For cyber adversaries, Ivanti is the gift that keeps on giving. The latest vulnerabilities in Ivanti VPN devices have been actively exploited, leading to several critical security concerns. Here’s a summary of the key vulnerabilities and related information.

CVE Details

CVE-2024-22024 (XXE): This XML external entity injection (XXE) vulnerability affects Ivanti Connect Secure and Ivanti Policy Secure in specific versions, allowing cyber threat actors to potentially take control of an affected system. Ivanti released software updates on February 8, 2024, to address this and other vulnerabilities​. The vulnerable endpoint /dana-na/auth/saml-sso.cgi can be exploited my making a POST request to which includes a parameter called SAML Request with a malicious XML included. For easy testing, a nuclei template exists which includes a sample payload.

CVE-2024-21888 (Privilege Escalation): This flaw allows users to elevate their privileges to that of an administrator, posing a high security risk with a CVSS v3 base score of 8.8. The vulnerability is characterized by low attack complexity, requiring low privileges and no user interaction, and it has a high impact on the confidentiality, integrity, and availability of the affected systems​​​.

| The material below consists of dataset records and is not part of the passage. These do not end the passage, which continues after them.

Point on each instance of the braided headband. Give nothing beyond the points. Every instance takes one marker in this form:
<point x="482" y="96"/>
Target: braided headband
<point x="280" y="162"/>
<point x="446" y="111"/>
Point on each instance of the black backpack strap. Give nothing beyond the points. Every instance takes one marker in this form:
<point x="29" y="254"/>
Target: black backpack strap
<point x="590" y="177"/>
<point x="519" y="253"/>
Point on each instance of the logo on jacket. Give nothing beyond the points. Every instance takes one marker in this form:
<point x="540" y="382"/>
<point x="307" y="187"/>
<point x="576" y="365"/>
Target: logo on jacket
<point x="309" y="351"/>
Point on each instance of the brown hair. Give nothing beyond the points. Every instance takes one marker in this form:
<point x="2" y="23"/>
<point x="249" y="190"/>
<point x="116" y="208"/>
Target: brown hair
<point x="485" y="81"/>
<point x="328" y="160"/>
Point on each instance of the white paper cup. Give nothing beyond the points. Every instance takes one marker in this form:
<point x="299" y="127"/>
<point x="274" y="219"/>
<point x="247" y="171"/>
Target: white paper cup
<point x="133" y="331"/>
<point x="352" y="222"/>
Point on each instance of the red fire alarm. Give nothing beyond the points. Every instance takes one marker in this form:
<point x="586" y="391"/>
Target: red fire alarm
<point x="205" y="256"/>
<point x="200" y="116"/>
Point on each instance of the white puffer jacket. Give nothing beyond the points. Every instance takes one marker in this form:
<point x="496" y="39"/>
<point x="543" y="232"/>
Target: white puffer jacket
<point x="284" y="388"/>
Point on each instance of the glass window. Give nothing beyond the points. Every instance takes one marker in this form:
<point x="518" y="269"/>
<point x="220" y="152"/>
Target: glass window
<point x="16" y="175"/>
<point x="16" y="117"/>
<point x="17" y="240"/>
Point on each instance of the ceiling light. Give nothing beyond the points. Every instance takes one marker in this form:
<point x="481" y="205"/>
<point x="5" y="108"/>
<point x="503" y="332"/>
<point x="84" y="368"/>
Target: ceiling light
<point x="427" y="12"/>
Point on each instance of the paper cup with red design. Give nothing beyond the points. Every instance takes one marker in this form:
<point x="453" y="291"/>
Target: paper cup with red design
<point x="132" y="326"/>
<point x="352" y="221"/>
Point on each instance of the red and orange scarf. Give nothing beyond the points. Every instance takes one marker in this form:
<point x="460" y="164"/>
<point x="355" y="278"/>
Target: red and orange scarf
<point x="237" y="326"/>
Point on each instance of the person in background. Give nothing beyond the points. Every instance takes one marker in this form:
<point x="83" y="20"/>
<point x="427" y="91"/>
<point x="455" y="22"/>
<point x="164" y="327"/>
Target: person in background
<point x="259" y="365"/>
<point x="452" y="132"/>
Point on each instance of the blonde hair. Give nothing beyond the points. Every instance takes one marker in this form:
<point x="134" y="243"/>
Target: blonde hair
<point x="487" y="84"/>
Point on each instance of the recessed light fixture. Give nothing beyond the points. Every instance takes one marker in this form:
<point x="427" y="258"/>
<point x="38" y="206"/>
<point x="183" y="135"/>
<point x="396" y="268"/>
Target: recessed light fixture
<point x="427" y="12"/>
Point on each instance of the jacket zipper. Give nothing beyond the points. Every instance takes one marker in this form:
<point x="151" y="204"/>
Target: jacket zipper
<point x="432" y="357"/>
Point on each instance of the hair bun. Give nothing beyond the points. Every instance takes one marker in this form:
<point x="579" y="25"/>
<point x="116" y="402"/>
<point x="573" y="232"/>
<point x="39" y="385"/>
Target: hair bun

CVE-2024-21893 (SSRF): A server-side request forgery (SSRF) vulnerability could be exploited to take control of an affected system. This flaw enables attackers to access certain restricted resources without authentication. Updates and mitigation guidance was released by Ivanti to cover this vulnerabilities​​. CVE-2024-21893 also has a published nuclei template which attacks the endpoint /dana-ws/saml20.ws and could allow some restricted resources to be accessed without authentication.S

CVE-2023-46805: (Authentication Bypass): This authentication bypass vulnerability found in the web component of Ivanti ICS versions 9.x, 22.x, and Ivanti Policy Secure. This vulnerability allows remote attackers to access restricted resources by bypassing control checks. Similar to the others in this list, CVE-2023-46805 has been exploited in the wild, with reports indicating that attacks have been attributed to nation-state actors. Attackers have deployed webshells and utilized compromised credentials for further network penetration and data exfiltration.

CVE-2024-21887 (Command Injection): This command injection vulnerability allows an authenticated administrator to execute arbitrary commands on the appliance by sending specially crafted requests. This can be completed by sending a GET request such as: /api/v1/totp/user-backup-code/../../license/keys-status/%3bcurl%20www.google.com. For simplified tested a nuclei template exists with additional details.

Mitigation Bypass Techniques

Threat actors have developed techniques to bypass initial mitigations provided by Ivanti, including deploying custom web shells, such as BUSHWALK, for further exploitation. These activities suggest targeted attacks aiming to maintain access to compromised systems​​.

Exploitation Activities

Attackers have modified legitimate components of Ivanti Connect Secure to steal user credentials and deploy additional web shells, indicating a sophisticated level of compromise and highlighting the criticality of detecting and responding to such intrusions​​.

Emergency Directives: CISA has issued emergency directives and supplemental directions requiring federal agencies to disconnect affected Ivanti products and perform specific remediation steps due to the severity of these vulnerabilities and the ongoing exploitation​​.

Ivanti has responded to these vulnerabilities by releasing patches and updates. However, the discovery of new vulnerabilities even after patches have been applied indicates a challenging security landscape. Agencies and organizations using Ivanti VPN products are strongly encouraged to apply all available updates, monitor their systems for signs of compromise, and implement recommended security practices to mitigate these risks​.

Speaking to others closely tracking these developments, there seems to be a consensus that more CVEs are on the way. By design, VPN appliances provide remote access into otherwise (hopefully) inaccessible environments. This makes them a big target for adversaries. Many security professionals are taking decisive and painful actions to mitigate these issues. In one conversation someone said, “if there ever was a time impact end users, the time is now.”

The situation underscores the importance of continuous vigilance and timely application of security patches in the face of evolving cyber threats. Organizations are also advised to review CISA’s guidance and implement recommended actions to safeguard their networks​.